Alleged Author said...

I haven't seen many adaptations that lived up to the book. Maybe The Color Purple was as close to the book as it came (the producers just left out the last 1/8 of the book). I'll watch any adaptation, but I think it's hard to condense a novel into a short time span and still address all the parts. Great post!

Kayeleen Hamblin said...

I'm not really a fan of most adaptations. The one that stands out for me is the BBC version of Pride and Prejudice with Colin Firth. So faithful to the original.

I think this is something we are going to see more and more of. Hollywood is going to books as source material because there's all ready a story there that has sold and works well. That doesn't mean we have to like all of them, though.

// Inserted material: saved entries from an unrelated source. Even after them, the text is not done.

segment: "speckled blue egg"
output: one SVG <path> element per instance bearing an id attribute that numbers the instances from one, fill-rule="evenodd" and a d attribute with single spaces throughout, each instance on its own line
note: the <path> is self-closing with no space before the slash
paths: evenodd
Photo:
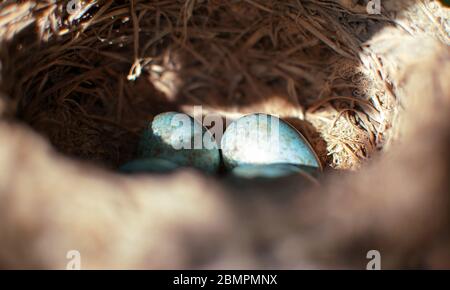
<path id="1" fill-rule="evenodd" d="M 143 158 L 130 161 L 119 168 L 123 173 L 169 173 L 177 168 L 178 164 L 158 158 Z"/>
<path id="2" fill-rule="evenodd" d="M 211 133 L 189 115 L 166 112 L 155 116 L 139 142 L 141 158 L 166 159 L 180 166 L 216 172 L 220 153 Z"/>
<path id="3" fill-rule="evenodd" d="M 262 113 L 232 122 L 222 137 L 221 149 L 227 169 L 276 163 L 321 168 L 302 134 L 283 120 Z"/>
<path id="4" fill-rule="evenodd" d="M 313 179 L 312 175 L 303 167 L 288 163 L 240 165 L 231 171 L 233 176 L 240 178 L 280 178 L 292 175 L 304 175 Z"/>

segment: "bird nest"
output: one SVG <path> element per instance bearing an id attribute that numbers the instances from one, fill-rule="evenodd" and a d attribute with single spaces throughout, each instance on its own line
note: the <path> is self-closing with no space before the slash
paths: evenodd
<path id="1" fill-rule="evenodd" d="M 2 1 L 0 267 L 64 267 L 45 241 L 87 267 L 359 267 L 376 247 L 390 267 L 449 265 L 449 34 L 439 1 Z M 322 186 L 114 173 L 156 114 L 197 106 L 283 118 Z"/>

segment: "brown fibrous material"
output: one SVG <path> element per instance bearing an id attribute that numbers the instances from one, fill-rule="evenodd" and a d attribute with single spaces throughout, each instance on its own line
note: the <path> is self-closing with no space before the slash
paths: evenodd
<path id="1" fill-rule="evenodd" d="M 71 249 L 85 268 L 362 268 L 372 249 L 450 267 L 438 1 L 67 2 L 0 2 L 0 268 L 63 268 Z M 197 105 L 279 115 L 348 171 L 274 189 L 101 168 Z"/>

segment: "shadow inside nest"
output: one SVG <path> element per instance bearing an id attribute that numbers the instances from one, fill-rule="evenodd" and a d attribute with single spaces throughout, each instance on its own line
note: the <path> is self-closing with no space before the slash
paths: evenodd
<path id="1" fill-rule="evenodd" d="M 334 168 L 355 169 L 382 146 L 371 94 L 383 92 L 358 53 L 392 25 L 385 15 L 312 0 L 135 2 L 92 6 L 47 42 L 24 30 L 4 50 L 16 117 L 61 152 L 115 168 L 155 114 L 197 105 L 279 115 Z M 82 25 L 92 19 L 102 21 Z"/>

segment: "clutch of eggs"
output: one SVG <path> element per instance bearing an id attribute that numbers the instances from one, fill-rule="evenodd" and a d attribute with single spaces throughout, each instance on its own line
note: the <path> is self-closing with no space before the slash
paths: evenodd
<path id="1" fill-rule="evenodd" d="M 321 165 L 308 141 L 283 120 L 251 114 L 232 122 L 221 140 L 225 168 L 238 178 L 315 176 Z M 166 112 L 155 116 L 139 143 L 139 159 L 121 171 L 170 172 L 195 167 L 216 172 L 220 152 L 212 134 L 189 115 Z"/>

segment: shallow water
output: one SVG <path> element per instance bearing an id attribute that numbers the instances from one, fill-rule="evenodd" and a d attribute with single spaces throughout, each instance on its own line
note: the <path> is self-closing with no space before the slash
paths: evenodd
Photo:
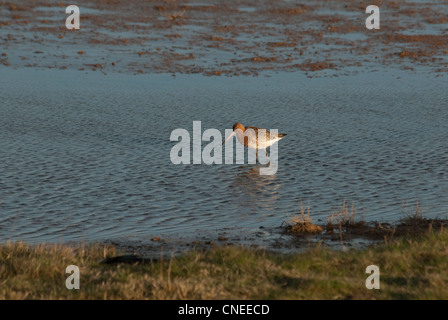
<path id="1" fill-rule="evenodd" d="M 344 201 L 396 221 L 448 213 L 447 78 L 313 78 L 2 69 L 0 240 L 71 241 L 278 227 Z M 287 133 L 279 169 L 173 165 L 171 131 L 235 122 Z M 206 143 L 203 143 L 205 146 Z"/>

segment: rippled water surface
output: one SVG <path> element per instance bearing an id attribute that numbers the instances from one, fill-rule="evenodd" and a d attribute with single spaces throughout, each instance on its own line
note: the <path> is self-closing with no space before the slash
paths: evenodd
<path id="1" fill-rule="evenodd" d="M 0 240 L 107 240 L 279 226 L 300 201 L 396 221 L 448 213 L 446 77 L 0 74 Z M 173 165 L 171 131 L 287 133 L 279 169 Z M 207 143 L 204 142 L 203 146 Z"/>

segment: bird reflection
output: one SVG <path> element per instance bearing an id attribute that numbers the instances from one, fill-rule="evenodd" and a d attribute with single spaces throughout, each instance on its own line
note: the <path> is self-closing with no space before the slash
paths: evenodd
<path id="1" fill-rule="evenodd" d="M 280 182 L 276 175 L 260 175 L 263 166 L 238 167 L 238 173 L 232 183 L 233 198 L 244 211 L 256 214 L 275 209 L 275 202 L 279 198 Z"/>

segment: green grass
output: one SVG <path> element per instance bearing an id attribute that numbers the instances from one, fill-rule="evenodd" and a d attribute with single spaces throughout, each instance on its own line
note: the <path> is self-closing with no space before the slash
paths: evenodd
<path id="1" fill-rule="evenodd" d="M 448 299 L 448 232 L 346 252 L 216 247 L 149 264 L 103 265 L 99 244 L 0 246 L 0 299 Z M 80 268 L 68 290 L 68 265 Z M 368 265 L 381 289 L 368 290 Z"/>

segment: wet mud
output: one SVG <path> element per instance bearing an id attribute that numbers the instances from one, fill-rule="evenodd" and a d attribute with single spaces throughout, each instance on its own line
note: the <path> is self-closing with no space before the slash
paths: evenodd
<path id="1" fill-rule="evenodd" d="M 368 30 L 368 5 L 380 29 Z M 380 66 L 448 70 L 448 2 L 0 1 L 0 68 L 123 73 L 337 76 Z M 423 68 L 423 69 L 421 69 Z"/>
<path id="2" fill-rule="evenodd" d="M 223 229 L 215 233 L 199 232 L 196 237 L 123 238 L 103 243 L 133 256 L 129 261 L 146 257 L 149 262 L 151 259 L 163 259 L 189 250 L 205 251 L 217 246 L 239 246 L 286 254 L 315 247 L 334 250 L 362 249 L 403 238 L 415 239 L 428 232 L 439 232 L 446 228 L 447 219 L 407 218 L 396 223 L 359 221 L 343 224 L 311 223 L 299 227 L 285 224 L 278 228 L 260 227 L 249 232 L 247 229 L 241 232 L 236 227 L 235 230 Z M 128 262 L 120 258 L 110 263 Z"/>

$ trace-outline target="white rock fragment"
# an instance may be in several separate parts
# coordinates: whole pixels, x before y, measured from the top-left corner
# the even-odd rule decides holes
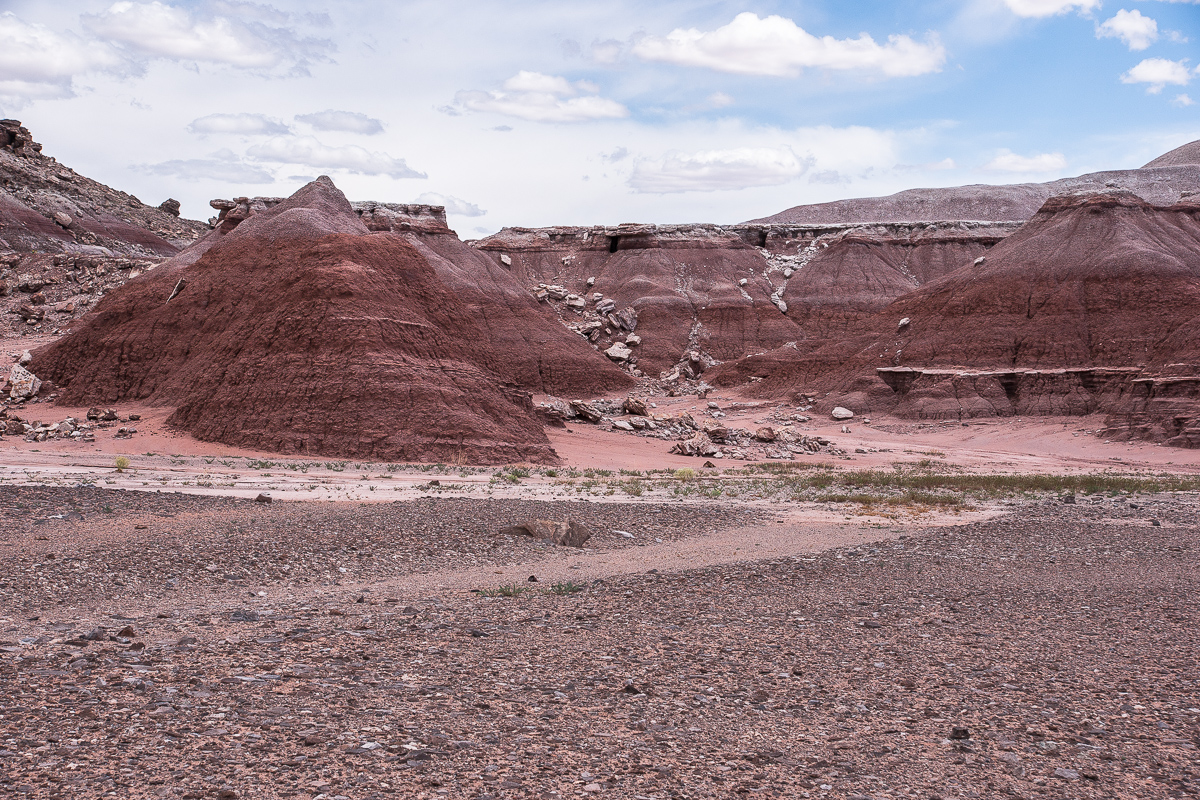
[[[837,406],[836,408],[833,409],[833,418],[834,419],[854,419],[854,412],[848,408],[842,408],[841,406]]]
[[[608,356],[613,361],[626,361],[631,355],[633,355],[633,351],[621,342],[617,342],[612,347],[605,350],[604,355]]]
[[[12,365],[12,371],[8,373],[8,383],[11,387],[8,396],[14,400],[34,397],[42,388],[41,379],[20,364]]]

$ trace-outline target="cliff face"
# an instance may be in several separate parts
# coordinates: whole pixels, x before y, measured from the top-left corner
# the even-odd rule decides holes
[[[788,343],[824,344],[897,296],[969,266],[1017,227],[506,228],[472,244],[600,350],[628,341],[632,329],[612,313],[628,309],[636,343],[627,362],[670,377]]]
[[[165,257],[208,226],[179,204],[151,207],[42,154],[16,120],[0,120],[0,251]]]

Christy @ TheReaderBee said...

I definitely prefer the book over the movie. Everyone is always telling me that I am setting myself up for disappointment by reading the book first. I have all the same reasons as you, especially when they cut important stuff and change the ending. Kills me!! Great post!!!

Rachel said...

I generally prefer the book to the movie, although there are a few cases where I'd rather have the movie (Harriet the Spy. The Devil Wears Prada.) However, as an actor and playwright, as well as a lover of movies and plays in general, I respect that they are different mediums. Nothing will ever live up to a book in description and the perfection of the characters and locations in your own head. I will admit that I'm very nervous to see The Hunger Games on the big screen- while I'm happy JL is relatively unknown and rumoured to be a great actress, I think she looks too old for the part. Katniss may be mature and smart, but she's also slightly naive. However, if Suzanne Collins is thrilled by the choice, who am I to say no?

Anonymous said...

It's a terrible thing to say but when I heard Harry Potter was going to be made into a movie, I just knew it would be ruined if done in Hollywood. When I heard that it would be done by the British, I cheered. They always stay true to the books they do even if J.K. Rowling hadn't maintained some level of control it wouldn't have veered much from it. It seems like Hollywood producers think they can do much better than the book and usually don't.

Theresa Milstein said...

I think most adaptations fall flat. This book will be hard to put on the screen because of the violence. Always harder to see than read, I think.

Unknown said...

As far as adaptations go, there is no comparison to the real deal book. However, if I had to choose two movie adaptations that I didn't complain about too much, they would have to be "Silence of the Lambs" and "Misery". They were pretty close to the book.

Alison Can Read said...

Obviously most adaptations aren't as good. But there are a few...To Kill a Mockingbird. BBC Pride & Prejudice. Anne of Avonlea (drastically different than the books but I prefer the movie). About a Boy (also very different but I loved the movie). Lord of the Rings. Harry Potter.

Anonymous said...

about an accurate adaptation as there can be.

Unknown said...

I see movies for different reasons than I read books and my expectation level is usually very low for the movies, so even though all of those things exist in most adaptions, I find I'm pleasantly surprised. There are some that have changed way too much for me to even like them though. When the movie in no way even resembles the book anymore, perhaps it shouldn't have been compared to the book in the first place, ya know?